A quoi jouent les autorités et l’ACI ? 

Du début à un épilogue fâcheux, en violation flagrante des droits des populations de la zone géographique, l’aménagement géographique de la voie d’accès au second pont de Bamako, tronçon Doudabougou-KalabanCoura – Sabalibougou, ne cesse d’enchainer des faux pas et dérives successifs. Cependant, les principaux fauteurs auxquels font face les pauvres propriétaires dépossédés de Sabalibougou, ne sont autres que l’autorité communale, un département de tutelle velléitaire et la main sournoise de la fameuse et tout terrain agence de cession immobilière (ACI).  L’acharnement à forcer le bornage malgré l’arrêt N° 80/ du 30 Juin 1994 favorisant sans ambages les citadins de Sabalibougou-Est réunis au sein de L’UACDDDD, consiste un véritable gâchis.

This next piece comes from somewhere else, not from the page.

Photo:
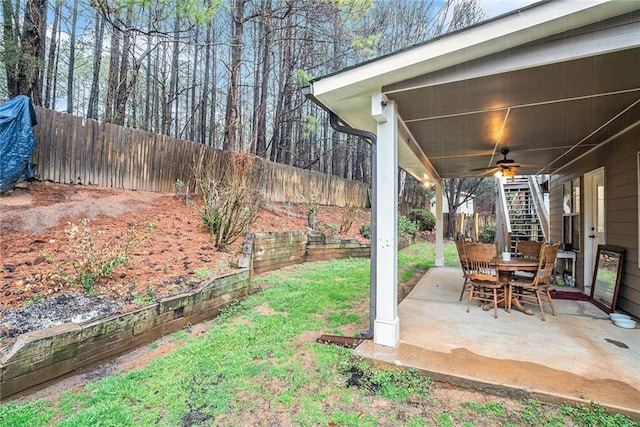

« De gré ou de force, ça va passer » ! C’est malheureusement le scénario qui prévaut dans cette désolante affaire dite d’aménagement des abords de la voie d’accès au second pont de Bamako. Une utilité publique certes, mais qui bafoue toutes les règles de l’art dans les procédures. Car dans les faits, si l’Etat se plait à faire une immersion de tout ce qui a précédé l’arrêt favorable de la section administrative de la cour suprême, on pourrait reprocher ce gros lot à l’administration et une horde d’individus qui s’entêtent  à forcer l’irréel. Toute chose qui ne rend pas à l’administration ses lettres de noblesse. Dommage!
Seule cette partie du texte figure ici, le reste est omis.